Alt-Country / Americana / Blues / Country / Interviews / Videos

INTERVIEW: Matt Joe Gow (2018)



From alt-country to blues to soul, Matt Joe Gow covers all bases on his third album.

Across his first two albums, Matt Joe Gow laid down some accomplished alt-country, the kind that showed a lifetime growing up on the songs of Whiskeytown, The Jayhawks and Wilco alongside his parents’ record collection that included Petty, Springsteen and Dylan. Now on his third album, Break, Rattle and Roll, he’s widened his own musical palette and let the songs dictate their form and flavour.

Talking with Gow, there’s a confidence and excitement that he exudes when discussing his music.
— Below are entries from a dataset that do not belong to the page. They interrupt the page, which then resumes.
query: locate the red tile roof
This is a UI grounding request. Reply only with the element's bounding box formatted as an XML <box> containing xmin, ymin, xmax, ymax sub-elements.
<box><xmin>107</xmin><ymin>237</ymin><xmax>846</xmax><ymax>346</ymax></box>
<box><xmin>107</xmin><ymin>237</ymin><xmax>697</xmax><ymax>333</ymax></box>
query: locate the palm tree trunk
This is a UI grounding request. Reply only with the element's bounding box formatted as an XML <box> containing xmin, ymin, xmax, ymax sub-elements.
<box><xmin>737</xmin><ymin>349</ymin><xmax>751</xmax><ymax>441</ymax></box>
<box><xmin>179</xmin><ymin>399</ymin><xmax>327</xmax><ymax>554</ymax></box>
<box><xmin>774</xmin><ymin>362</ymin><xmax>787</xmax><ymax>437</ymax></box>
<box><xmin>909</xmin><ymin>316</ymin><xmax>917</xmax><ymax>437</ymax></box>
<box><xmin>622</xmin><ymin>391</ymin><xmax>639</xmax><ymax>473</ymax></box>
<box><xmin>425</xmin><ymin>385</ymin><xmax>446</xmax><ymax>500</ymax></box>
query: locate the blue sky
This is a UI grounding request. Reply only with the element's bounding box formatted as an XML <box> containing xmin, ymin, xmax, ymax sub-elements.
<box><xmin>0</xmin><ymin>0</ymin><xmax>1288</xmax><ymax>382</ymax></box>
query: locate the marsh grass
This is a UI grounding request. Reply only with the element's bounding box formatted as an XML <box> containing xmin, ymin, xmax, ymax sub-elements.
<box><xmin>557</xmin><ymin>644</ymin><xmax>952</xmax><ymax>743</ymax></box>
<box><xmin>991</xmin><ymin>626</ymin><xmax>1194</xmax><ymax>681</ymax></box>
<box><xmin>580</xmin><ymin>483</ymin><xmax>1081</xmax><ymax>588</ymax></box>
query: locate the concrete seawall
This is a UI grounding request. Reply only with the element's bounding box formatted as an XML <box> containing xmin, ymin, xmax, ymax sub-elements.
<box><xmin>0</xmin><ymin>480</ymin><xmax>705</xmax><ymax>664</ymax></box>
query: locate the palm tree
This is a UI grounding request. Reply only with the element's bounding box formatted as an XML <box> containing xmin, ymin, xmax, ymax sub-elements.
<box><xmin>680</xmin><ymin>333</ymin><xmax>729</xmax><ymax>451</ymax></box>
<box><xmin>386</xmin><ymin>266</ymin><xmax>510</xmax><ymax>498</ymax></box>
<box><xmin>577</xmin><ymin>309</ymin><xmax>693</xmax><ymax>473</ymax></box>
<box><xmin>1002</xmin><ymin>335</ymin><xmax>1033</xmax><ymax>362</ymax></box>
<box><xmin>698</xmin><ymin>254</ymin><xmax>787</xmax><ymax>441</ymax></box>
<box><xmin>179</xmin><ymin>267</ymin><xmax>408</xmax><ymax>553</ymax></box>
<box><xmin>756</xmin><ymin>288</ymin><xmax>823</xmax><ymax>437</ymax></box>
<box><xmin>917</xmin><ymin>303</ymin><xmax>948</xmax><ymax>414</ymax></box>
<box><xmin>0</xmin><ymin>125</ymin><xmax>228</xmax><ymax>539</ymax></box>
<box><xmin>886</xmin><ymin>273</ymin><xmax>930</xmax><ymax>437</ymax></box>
You can see that it’s still a mysterious art to him but one that he’s been exploring long enough that he knows how to harness and guide it to realise the sounds in his head. “In my opinion I think this is my best work as a songwriter and our best work as a band executing the songs. That’s because the influence is so wide on this one. It was also done on the back of lots of playing live and really enjoying playing in front of people and that energy was there in the songs,” he recalls.

“Overall the record takes from a lot of different places,” explains Gow. Opening up the sound to different influences meant the band could really stretch out and try some new things musically. “There’s a straight blues track (‘House That Burnt Down’), lots of rock ’n’ roll elements and the more alt-country sound of ‘Ride On’. There’s an old school r&b soul sound on ‘Ransom’, plus the ethereal 90s Grant Lee Buffalo/Mazzy Star mood of the title track. We also threw some Johnny Cash-type ballads into the mix. There’s a lot of influences across it and we can do that because we’re fans of lots of different sorts of music. It was cool to have musicians who could do it all authentically.”

It begs the question as to whether there are themes that tie the songs together. “I think each record has somewhat of a theme but I don’t always create that before going in. I can look back at them and see that though,” Gow replies, before explaining some of the common ideas behind the songs on Break Rattle And Roll. “On this one there are a couple of competing themes. There’s a night-time vibe and the idea of someone having journeyed. I wanted to write from the perspective of somebody who has come some way and gone through some stuff. That’s hard to do when you’re 21 but after a few albums, band members and relationships, you’ve been through things and you can start to understand it all. It’s that idea of self-determination and making it through.”

An early influence on Gow’s songwriting was the music of Grant Lee Buffalo and a bold punt at scoring a support slot a few years ago at the Melbourne Festival paid dividends and blossomed into a friendship that resulted in Gow accompanying Grant-Lee Phillips on his Australia tour earlier this year. “I got that first gig because I saw he was coming here and rang up and told them they had to put me on the bill – and it worked!” he laughs. “We chatted and I think the respect grew after he saw us play and liked our set. We kept in touch and when he came back out here it was like we were friends. I’d learnt to play all his old songs when I was younger so it was cool to sit down and play some songs together. I could tell he enjoyed it and he dug the energy playing together because he usually plays solo these days,” says Gow.

“On my first record I wanted to put across that alternative country is great and cool and if you don’t like it you can go fuck yourself because this is what we’re doing and we don’t care if you think it is weird to play country music,” remembers Gow. After initially trying to carve out a niche in mainstream music and then with the Tamworth scene, Gow is now more content to forge his own path and follow his muse. As a result he believes his new music is “all the better for the diverse sound and quality songs.”